Written by Shuli Lo
Translated by Hong (Ariel) Chan
Edited by Diana Chang, Adriana DiBenedetto
Due to COVID‑19’s impact across the nation, work hours plummeted and wages along with them, while most living expenses remained. As such, the pandemic has exacerbated challenges long faced by individuals around the country and put more Americans at risk of entering homelessness. To help community members who are facing homelessness, Governor Gavin Newsom organized emergency trailers so neighbors in need of assistance can take shelter during these extraordinarily challenging times.
Despite the lack of snow in Southern California as of November, the temperature had dropped significantly with a noticeable difference between day and night. Determined to help, Tzu Chi volunteers organized winter distribution events at two parks in Los Angeles County on two consecutive Thursdays, November 19th and 26th.
On November 19th, Tzu Chi volunteers went to Whittier Narrows Recreation Area in their fourth collaboration with Los Angeles County Supervisor Hilda L. Solis to serve the community. Tzu Chi volunteers set up twelve different booths in the park that day, and prepared warm clothing, DA.AI Technology’s eco-blankets, Thanksgiving lunch, mobile shower carts, flu shots, a COVID‑19 testing station, and resources regarding housing assistance, health insurance, and more.
Los Angeles County Supervisor Hilda L. Solis had graciously organized the event. She is a long-time partner of Tzu Chi USA, and has participated in such events personally to thank volunteers for their efforts.
On Thanksgiving Day, November 26th, 2020, volunteers organized at the San Gabriel River Trail at the Lario Staging Area to prepare for another winter distribution. Volunteers also set up booths to distribute eco-friendly blankets, scarves, gloves, toothbrushes, toothpaste, and other essentials.
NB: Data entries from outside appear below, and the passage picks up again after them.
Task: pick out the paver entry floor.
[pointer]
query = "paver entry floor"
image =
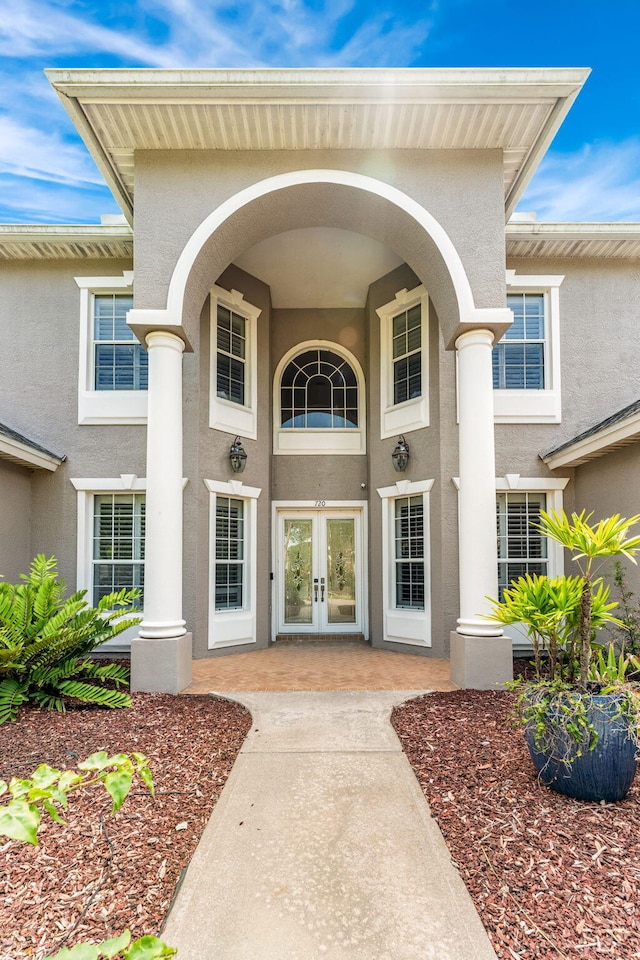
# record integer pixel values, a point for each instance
(321, 666)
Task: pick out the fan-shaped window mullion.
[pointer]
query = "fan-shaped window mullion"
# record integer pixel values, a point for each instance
(318, 391)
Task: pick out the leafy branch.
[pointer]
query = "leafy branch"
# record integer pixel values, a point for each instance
(47, 791)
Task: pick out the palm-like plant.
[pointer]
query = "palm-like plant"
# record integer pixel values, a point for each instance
(46, 642)
(589, 543)
(548, 608)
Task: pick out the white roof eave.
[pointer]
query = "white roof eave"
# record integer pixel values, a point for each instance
(518, 86)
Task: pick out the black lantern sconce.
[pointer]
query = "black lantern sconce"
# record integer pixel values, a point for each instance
(237, 456)
(400, 455)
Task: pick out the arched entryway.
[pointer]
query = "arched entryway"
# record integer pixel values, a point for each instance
(300, 199)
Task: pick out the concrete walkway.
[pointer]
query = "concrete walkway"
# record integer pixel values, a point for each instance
(322, 846)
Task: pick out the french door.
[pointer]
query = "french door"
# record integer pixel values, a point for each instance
(320, 571)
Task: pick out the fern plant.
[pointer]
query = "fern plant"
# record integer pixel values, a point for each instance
(46, 642)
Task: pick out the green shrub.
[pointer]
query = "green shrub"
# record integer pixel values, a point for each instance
(46, 642)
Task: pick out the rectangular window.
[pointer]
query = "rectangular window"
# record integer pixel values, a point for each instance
(521, 547)
(409, 553)
(120, 360)
(519, 358)
(406, 335)
(118, 543)
(230, 551)
(231, 355)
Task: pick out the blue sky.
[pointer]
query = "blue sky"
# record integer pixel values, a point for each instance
(592, 171)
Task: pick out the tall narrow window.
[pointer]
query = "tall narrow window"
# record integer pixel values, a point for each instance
(120, 360)
(118, 543)
(407, 355)
(231, 356)
(521, 547)
(230, 554)
(409, 553)
(519, 358)
(404, 362)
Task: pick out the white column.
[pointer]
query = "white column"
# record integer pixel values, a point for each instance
(477, 497)
(163, 547)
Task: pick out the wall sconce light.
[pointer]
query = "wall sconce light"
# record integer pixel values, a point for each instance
(400, 455)
(237, 456)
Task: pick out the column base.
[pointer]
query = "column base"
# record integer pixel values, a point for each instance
(480, 663)
(161, 665)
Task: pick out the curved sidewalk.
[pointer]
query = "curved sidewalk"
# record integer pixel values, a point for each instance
(322, 846)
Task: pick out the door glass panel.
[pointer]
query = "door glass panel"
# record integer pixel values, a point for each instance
(297, 571)
(341, 593)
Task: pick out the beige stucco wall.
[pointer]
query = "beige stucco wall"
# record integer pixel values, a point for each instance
(463, 190)
(15, 521)
(600, 357)
(40, 318)
(609, 485)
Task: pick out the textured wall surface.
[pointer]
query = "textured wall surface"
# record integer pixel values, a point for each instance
(609, 485)
(463, 190)
(15, 521)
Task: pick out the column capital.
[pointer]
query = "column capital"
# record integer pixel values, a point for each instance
(162, 338)
(479, 336)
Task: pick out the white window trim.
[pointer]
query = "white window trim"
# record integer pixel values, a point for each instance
(103, 406)
(412, 414)
(87, 487)
(240, 420)
(309, 441)
(411, 627)
(553, 487)
(536, 406)
(233, 628)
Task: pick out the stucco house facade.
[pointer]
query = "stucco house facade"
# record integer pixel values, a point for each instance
(317, 269)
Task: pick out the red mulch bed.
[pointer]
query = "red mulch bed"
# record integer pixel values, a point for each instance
(550, 877)
(102, 873)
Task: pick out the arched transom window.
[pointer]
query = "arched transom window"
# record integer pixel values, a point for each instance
(318, 390)
(319, 401)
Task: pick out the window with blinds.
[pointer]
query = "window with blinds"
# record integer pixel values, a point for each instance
(519, 358)
(230, 554)
(231, 356)
(406, 333)
(521, 547)
(120, 360)
(118, 543)
(409, 553)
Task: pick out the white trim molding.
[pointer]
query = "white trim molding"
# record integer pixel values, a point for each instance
(103, 406)
(411, 414)
(232, 628)
(321, 441)
(412, 627)
(553, 487)
(536, 406)
(225, 415)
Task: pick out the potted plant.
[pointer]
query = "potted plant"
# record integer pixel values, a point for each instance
(580, 713)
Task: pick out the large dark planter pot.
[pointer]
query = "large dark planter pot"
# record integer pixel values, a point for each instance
(604, 773)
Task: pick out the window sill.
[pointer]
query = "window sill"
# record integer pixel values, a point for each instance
(112, 407)
(322, 442)
(527, 406)
(232, 418)
(232, 628)
(405, 417)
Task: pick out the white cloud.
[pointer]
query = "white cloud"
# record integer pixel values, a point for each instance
(601, 182)
(35, 154)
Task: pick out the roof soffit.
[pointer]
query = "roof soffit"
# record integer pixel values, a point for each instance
(120, 111)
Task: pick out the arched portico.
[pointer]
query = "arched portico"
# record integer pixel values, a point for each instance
(351, 201)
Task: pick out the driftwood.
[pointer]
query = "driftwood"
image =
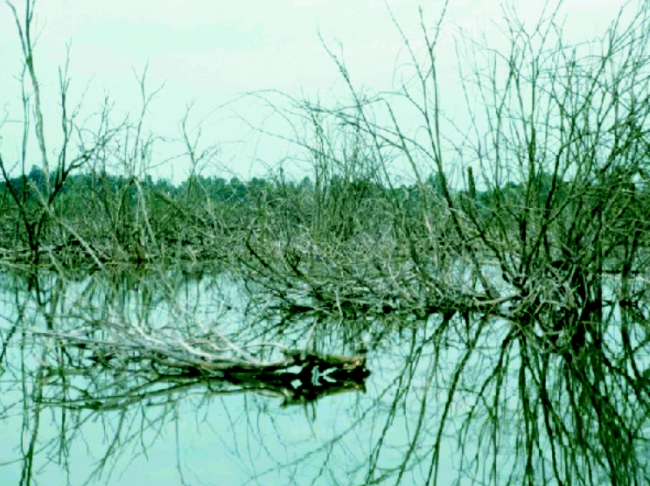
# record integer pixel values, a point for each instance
(132, 370)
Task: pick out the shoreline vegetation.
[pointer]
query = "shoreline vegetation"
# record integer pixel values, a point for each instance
(535, 217)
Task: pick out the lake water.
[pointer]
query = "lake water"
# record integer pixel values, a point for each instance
(197, 434)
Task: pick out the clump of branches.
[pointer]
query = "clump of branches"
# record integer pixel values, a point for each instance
(537, 218)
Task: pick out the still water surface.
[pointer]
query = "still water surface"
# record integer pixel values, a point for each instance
(388, 433)
(196, 437)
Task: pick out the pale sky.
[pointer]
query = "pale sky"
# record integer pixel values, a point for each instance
(209, 52)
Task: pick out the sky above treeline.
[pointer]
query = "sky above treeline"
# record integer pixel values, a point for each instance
(209, 53)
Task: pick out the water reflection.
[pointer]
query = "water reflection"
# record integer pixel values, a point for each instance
(450, 400)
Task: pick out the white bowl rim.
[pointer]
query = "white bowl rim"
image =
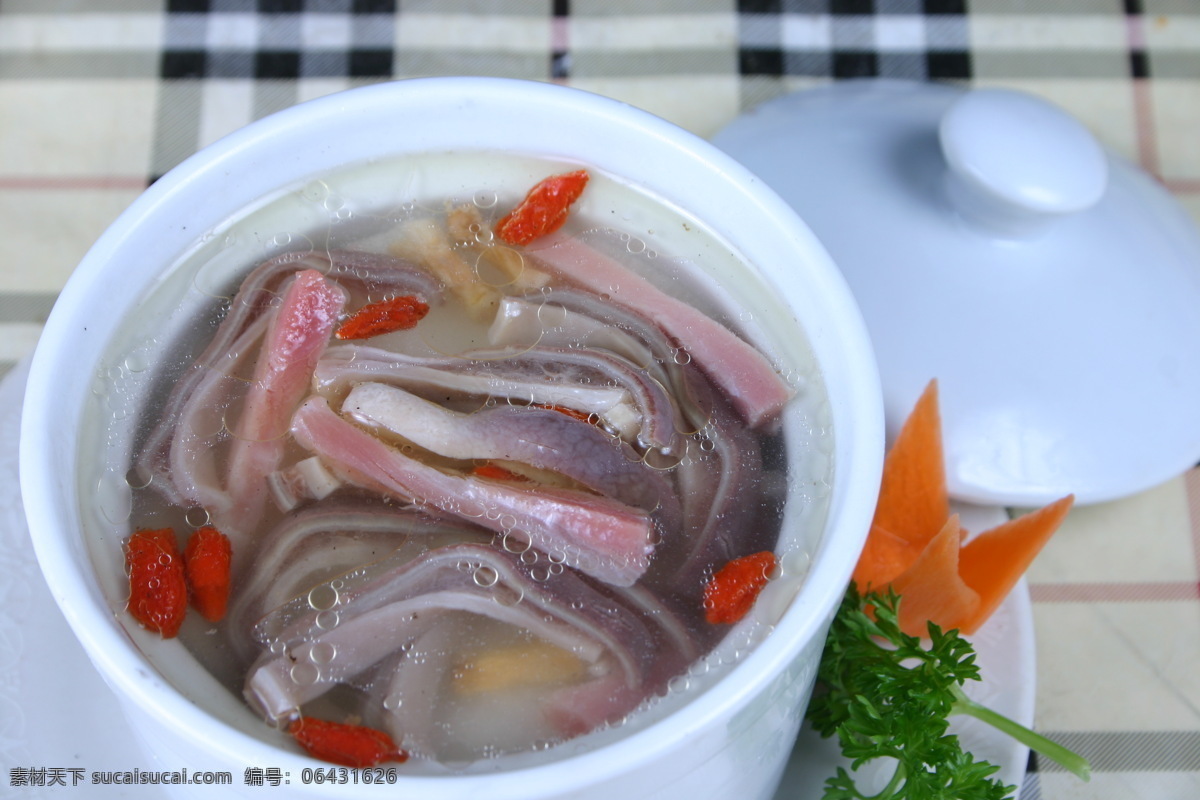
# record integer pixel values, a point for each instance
(125, 668)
Carol Daley is one of three co-founders of Foothill Kitchens and the individual responsible for inviting community residents to the distribution. Upon learning that Tzu Chi also provides medical outreach, including dental and vision care, Carol expressed her hopes for the future. “The neighbors in need here really need dental services because they have serious dental issues such as tooth decay,” she said. “I hope to cooperate with Tzu Chi in the future to provide free dental services for them.”
A Tzu Chi volunteer and chef named Chin Li Wan was recently discharged from the hospital. Upon leaving the hospital, he promptly resumed his online vegetarian cooking show, A Chef Comes to Your House, and took the initiative to join the distribution. “The pandemic has cost them their jobs,” he said. “We hope everyone will come to help so they can overcome this difficult winter. We also hope that the community can become stabilized.”
“Master Cheng Yen taught us that, whenever we have the opportunity, walk among the community,” said Wenfang Liao, another Tzu Chi volunteer. “There are people who have more suffering than us, and we should feel blessed to have the opportunity to be able to help others. In giving to the community, we should find great joy in our hearts.”
Across the nation and around the globe, Tzu Chi volunteers strive to bring benefit to communities that can empower the future. And when many take action together with unconditional loving-kindness, positive transformations can occur.